Que faire, et comment réagir face à une possible disparition de sa langue ? de sa culture ? Poet est un beau film Kazak', abordant le thème de l'hégémonie culturelle moderne et du sentiment de solitude qu'elle procure.
Dans "la société du spectacle", Guy Debord met en garde son lecteur face à une passivité de l'individu, d'abord au sein des conditions imposées dans son travail, mais également au sein d'une culture marchande au service de la mise en veille de son cerveau, par le moyen de la création d'un désir matériel qui serait non réellement voulu par l'individu. Au sein de cette société, les individus seraient socialement séparés par une communication brouillé par le contexte. De mon point de vue, ce film s'inscrit totalement dans cette analyse.
Le film nous présente deux histoires, une moderne et une plus ancienne, les deux sont en quelques sortes les miroirs de l'une et l'autre. La plus ancienne, nous présente l'histoire d'un poète révolutionnaire kazak, mais surtout des évènements qui ont suivi sa mort. L'autre histoire, moderne et dans ce temps présent, nous présente un jeune poète qui se sent toujours en décalage avec les normes de la société actuelle.
A travers la mise en scène, on ressent la gêne du protagoniste à se sentir que trop rarement connecté avec les personnes qu'il rencontre et les normes en vigueur. Que ce soit à travers un jugement sur ses chaussures, sortir par une porte, trainer dans un magasin d'électroménager... L'argent ne l'intéresse pas, ce qui compte pour lui c'est son amour pour la poésie. Et c'est cet amour qui le sépare des autres individus absorbés par des objets issus de la production capitaliste et d'une culture occidentale. Et cette solitude s'exprime aussi par la peur de voir son art disparaître, ainsi que sa langue...
On soulignera tout de même la scène où une jeune femme béguë lui avouera son admiration et lui récitera un de ses poèmes préférés malgré ses difficultés d'élocution, et ceci dans une salle vide, destinée normalement à l'accueil de beaucoup de spectateur.

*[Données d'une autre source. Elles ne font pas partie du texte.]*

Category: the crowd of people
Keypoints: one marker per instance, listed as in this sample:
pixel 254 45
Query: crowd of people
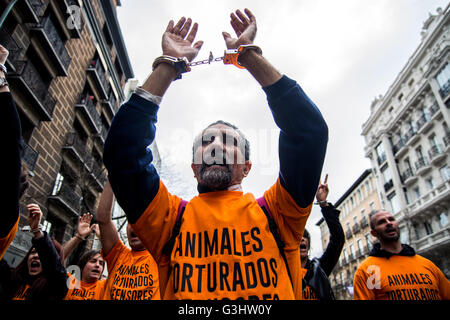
pixel 223 243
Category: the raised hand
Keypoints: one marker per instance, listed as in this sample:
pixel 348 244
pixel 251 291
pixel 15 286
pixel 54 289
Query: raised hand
pixel 34 217
pixel 245 28
pixel 3 54
pixel 177 39
pixel 322 191
pixel 84 225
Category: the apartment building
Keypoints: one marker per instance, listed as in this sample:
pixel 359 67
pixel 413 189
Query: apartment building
pixel 67 68
pixel 355 206
pixel 408 142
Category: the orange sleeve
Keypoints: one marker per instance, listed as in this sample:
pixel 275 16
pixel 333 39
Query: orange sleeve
pixel 291 221
pixel 6 241
pixel 290 217
pixel 112 257
pixel 155 225
pixel 444 284
pixel 360 289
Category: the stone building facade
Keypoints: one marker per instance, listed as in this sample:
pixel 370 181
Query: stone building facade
pixel 67 68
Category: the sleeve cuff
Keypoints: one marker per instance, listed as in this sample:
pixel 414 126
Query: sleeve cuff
pixel 148 96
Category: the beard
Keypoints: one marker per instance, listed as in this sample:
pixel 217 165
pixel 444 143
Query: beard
pixel 217 179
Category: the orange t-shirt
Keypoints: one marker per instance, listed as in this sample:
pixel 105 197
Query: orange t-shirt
pixel 6 241
pixel 87 291
pixel 308 293
pixel 400 278
pixel 225 249
pixel 132 275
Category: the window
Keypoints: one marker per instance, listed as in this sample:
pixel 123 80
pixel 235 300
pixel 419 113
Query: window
pixel 360 246
pixel 46 226
pixel 416 191
pixel 345 255
pixel 352 250
pixel 404 236
pixel 393 201
pixel 443 77
pixel 58 183
pixel 445 173
pixel 430 183
pixel 428 228
pixel 419 152
pixel 369 241
pixel 386 174
pixel 443 219
pixel 433 140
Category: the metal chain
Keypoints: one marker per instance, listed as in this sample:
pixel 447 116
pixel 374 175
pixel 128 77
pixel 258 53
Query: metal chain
pixel 206 61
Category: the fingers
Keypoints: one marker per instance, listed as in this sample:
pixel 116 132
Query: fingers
pixel 240 22
pixel 193 33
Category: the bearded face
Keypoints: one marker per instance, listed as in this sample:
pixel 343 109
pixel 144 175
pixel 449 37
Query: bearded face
pixel 219 158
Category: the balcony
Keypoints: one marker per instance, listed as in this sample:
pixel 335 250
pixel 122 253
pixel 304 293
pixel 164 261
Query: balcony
pixel 447 142
pixel 111 104
pixel 408 177
pixel 98 174
pixel 78 25
pixel 66 198
pixel 423 124
pixel 381 158
pixel 355 228
pixel 32 10
pixel 87 108
pixel 76 148
pixel 96 72
pixel 388 185
pixel 436 154
pixel 15 51
pixel 445 90
pixel 29 156
pixel 348 234
pixel 28 82
pixel 364 223
pixel 400 147
pixel 411 136
pixel 434 110
pixel 53 46
pixel 422 166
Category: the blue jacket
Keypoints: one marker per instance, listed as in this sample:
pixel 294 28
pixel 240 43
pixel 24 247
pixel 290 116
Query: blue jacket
pixel 302 146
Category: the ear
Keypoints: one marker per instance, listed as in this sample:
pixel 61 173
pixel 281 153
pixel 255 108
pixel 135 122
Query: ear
pixel 247 168
pixel 374 233
pixel 193 169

L'association de cette histoire avec l'héritage laissé par le poète révolutionnaire est aussi saisissante. Dans le sens où le poète nous est présenté comme un personnage important de l'histoire de la révolution kazak, ce qui ne l'empêchera pas de tomber dans l'oubli... avec son art
On regrettera tout de même quelques facilités. Premièrement, la première scène où dans une pièce divers individus parlent entre eux de l'état actuel de la culture kazak, entre la disparition de sa langue et de sa culture propre. Le réalisateur cherche à nous contextualiser les propos du film, sans trop chercher à être subtil. On pourrait également regretter une forme de manichéisme forcé, avec toute une société quasiement aliéné, et quelques survivants bien seul..
Le protagoniste est très mou, cela peut créer des moments de gêne chez le spectateur. Si ceci peut être pris comme un défaut, de mon point de vu ça appuyait entre plus la sensation de solitude du personnage.
Mais peut être est ce juste une erreur dans mon analyse et mon ressenti. Globalement le film est très beau, et son manichéisme cherche à appuyer les propos forts et intéressant du réalisateur.